Considerably more important: When using Markdown as the "native" formatting language, and whitelisting the other available tags,you are limiting not just the input side of the world, but the output as well. In other words, if your display engine expects Markdown and only allows whitelisted content out, even if (God forbid) somebody gets to the database and injects some nasty malware-laden code into a bunch of posts, the actual site and its users are protected because you are sanitizing it upon display, as well.
There are some good resources on the web about output sanitization:
Sanitizing user data: Where and how to do it
Output sanitization (One of my clients, who shall remain nameless and whose affected system was not developed by me, was hit with this exact worm. We have since secured those systems, of course.)
BizTech: Best Practices: Never heard of XSS?
Well certainly removing/escaping all tags would make a markup language more secure. However the whole point of Markdown is that it allows users to include arbitrary HTML tags as well as its own forms of markup(*). When you are allowing HTML, you have to clean/whitelist the output anyway, so you might as well do it after the markdown conversion to catch everything.
*: It's a design decision I don't agree with at all, and one that I think has not proven useful at SO, but it is a design decision and not a bug.
Incidentally, step 3 should be ‘output to page’; this normally takes place at the output stage, with the database containing the raw submitted text.
insert into database
convert markdown to html
sanitize html (w/whitelist)
perl
use Text::Markdown ();
use HTML::StripScripts::Parser ();
my $hss = HTML::StripScripts::Parser->new(
{
Context => 'Document',
AllowSrc => 0,
AllowHref => 1,
AllowRelURL => 1,
AllowMailto => 1,
EscapeFiltered => 1,
},
strict_comment => 1,
strict_names => 1,
);
$hss->filter_html(Text::Markdown::markdown(shift))
convert markdown to html
sanitize html (w/whitelist)
insert into database
Here, the assumptions are
Given dangerous HTML, the sanitizer can produce safe HTML.

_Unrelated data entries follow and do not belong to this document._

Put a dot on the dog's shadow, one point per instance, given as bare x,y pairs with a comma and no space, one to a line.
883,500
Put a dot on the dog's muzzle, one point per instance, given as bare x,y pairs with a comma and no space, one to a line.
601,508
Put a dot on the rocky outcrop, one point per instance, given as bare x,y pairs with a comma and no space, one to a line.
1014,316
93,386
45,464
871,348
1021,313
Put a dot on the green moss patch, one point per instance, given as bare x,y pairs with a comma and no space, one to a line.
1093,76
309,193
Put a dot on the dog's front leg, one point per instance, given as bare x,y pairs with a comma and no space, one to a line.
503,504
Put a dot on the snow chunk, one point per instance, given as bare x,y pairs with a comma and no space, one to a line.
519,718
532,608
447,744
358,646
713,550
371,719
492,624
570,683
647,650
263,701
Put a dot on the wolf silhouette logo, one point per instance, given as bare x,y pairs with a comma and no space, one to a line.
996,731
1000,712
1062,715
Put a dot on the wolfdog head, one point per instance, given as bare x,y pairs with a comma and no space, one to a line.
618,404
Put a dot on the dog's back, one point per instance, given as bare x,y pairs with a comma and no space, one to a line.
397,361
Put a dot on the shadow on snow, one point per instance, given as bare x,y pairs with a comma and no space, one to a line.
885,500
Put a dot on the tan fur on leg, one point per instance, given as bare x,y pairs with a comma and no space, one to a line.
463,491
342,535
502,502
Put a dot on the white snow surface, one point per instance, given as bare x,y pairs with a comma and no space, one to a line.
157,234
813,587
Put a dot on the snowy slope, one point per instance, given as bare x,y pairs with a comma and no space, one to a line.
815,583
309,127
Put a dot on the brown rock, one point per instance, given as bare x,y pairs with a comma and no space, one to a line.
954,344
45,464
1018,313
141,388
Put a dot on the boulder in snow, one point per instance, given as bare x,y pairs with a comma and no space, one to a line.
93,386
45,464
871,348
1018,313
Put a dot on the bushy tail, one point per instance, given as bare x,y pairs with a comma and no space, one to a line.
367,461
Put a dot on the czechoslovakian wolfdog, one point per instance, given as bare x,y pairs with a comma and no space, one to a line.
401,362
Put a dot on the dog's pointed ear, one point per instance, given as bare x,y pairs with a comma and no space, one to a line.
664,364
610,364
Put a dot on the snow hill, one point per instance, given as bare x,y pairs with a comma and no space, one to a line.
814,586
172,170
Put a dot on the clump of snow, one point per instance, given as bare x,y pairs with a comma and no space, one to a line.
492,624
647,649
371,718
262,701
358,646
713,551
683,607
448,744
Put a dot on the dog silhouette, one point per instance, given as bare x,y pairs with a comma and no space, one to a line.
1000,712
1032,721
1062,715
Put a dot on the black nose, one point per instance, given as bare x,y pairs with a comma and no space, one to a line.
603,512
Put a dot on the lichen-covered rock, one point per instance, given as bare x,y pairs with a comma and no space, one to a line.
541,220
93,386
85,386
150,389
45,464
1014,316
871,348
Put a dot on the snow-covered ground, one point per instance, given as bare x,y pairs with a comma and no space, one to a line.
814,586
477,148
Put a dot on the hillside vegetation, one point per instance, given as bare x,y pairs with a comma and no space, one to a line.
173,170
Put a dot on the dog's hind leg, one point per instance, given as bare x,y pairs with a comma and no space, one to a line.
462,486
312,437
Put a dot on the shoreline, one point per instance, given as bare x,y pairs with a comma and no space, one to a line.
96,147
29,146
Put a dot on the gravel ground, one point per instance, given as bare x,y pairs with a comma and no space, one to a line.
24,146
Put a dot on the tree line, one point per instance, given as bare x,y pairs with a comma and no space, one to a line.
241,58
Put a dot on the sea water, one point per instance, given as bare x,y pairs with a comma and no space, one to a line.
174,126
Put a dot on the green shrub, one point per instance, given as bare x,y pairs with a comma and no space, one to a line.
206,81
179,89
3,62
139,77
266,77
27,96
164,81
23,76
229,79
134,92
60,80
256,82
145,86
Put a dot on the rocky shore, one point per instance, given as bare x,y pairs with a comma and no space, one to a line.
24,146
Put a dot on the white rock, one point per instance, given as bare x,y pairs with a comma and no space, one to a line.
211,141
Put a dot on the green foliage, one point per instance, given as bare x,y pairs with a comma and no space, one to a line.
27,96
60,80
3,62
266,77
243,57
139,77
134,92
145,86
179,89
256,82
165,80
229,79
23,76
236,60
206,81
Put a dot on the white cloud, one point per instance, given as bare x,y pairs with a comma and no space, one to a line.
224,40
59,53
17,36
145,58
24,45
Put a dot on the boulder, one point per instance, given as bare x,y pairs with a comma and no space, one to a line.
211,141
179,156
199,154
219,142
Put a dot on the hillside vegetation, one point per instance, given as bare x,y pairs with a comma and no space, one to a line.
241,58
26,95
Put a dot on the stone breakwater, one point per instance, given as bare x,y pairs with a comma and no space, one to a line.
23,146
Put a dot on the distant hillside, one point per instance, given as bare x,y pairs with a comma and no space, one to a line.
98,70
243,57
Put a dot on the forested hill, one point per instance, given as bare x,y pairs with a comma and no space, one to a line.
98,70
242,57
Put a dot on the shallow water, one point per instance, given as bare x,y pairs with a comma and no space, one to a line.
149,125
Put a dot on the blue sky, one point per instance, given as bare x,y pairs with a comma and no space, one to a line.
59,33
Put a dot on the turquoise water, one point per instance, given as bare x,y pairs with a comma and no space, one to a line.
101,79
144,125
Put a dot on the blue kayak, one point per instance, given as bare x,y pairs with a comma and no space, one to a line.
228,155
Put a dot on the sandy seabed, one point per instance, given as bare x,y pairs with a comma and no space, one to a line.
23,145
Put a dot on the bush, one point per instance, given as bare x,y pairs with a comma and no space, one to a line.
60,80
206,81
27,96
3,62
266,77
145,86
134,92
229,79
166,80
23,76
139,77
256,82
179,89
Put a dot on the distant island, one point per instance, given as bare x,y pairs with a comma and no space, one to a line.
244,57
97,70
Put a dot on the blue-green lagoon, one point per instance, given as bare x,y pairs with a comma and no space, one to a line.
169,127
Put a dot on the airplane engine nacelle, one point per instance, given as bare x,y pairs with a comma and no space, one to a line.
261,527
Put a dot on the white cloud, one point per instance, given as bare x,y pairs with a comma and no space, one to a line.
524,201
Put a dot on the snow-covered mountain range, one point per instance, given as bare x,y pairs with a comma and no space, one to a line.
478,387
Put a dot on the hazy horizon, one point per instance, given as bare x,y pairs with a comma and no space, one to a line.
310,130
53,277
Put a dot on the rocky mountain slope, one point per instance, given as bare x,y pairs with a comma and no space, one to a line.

The definition of safe HTML will not change, so if it is safe when I insert it into the DB, it is safe when I extract it.
sanitize markdown (remove all tags - no exceptions)
convert to html
insert into database
Here the assumptions are
Given dangerous markdown, the sanitizer can produce markdown that when converted to HTML by a different program will be safe.
The definition of safe HTML will not change, so if it is safe when I insert it into the DB, it is safe when I extract it.
The markdown sanitizer has to know not just about dangerous HTML and dangerous markdown, but how the markdown->HTML converter does its job. That makes it more complex, and more likely to be wrong than the simpler unsafeHTML->safeHTML function above.
As a concrete example, "remove all tags" assumes you can identify tags, and would not work against UTF-7 attacks. There might be other encoding attacks out there that render this assumption moot, or there might be a bug that causes the markdown->HTML program to convert (full-width '<', exotic white-space characters stripped by markdown, SCRIPT) into a <script> tag.
The most secure would be:
sanitize markdown (remove all tags - no exceptions)
convert markdown to HTML
sanitize HTML
insert into a DB column marked risky
re-sanitize HTML every time you fetch that column from the DB
That way, when you update your HTML sanitizer you get protection against any newly discovered attacks. This is often inefficient, but you can get pretty good security by storing a timestamp with HTML inserted so that you can tell which might have been inserted during the time when someone knew about an attack that gets past your sanitizer.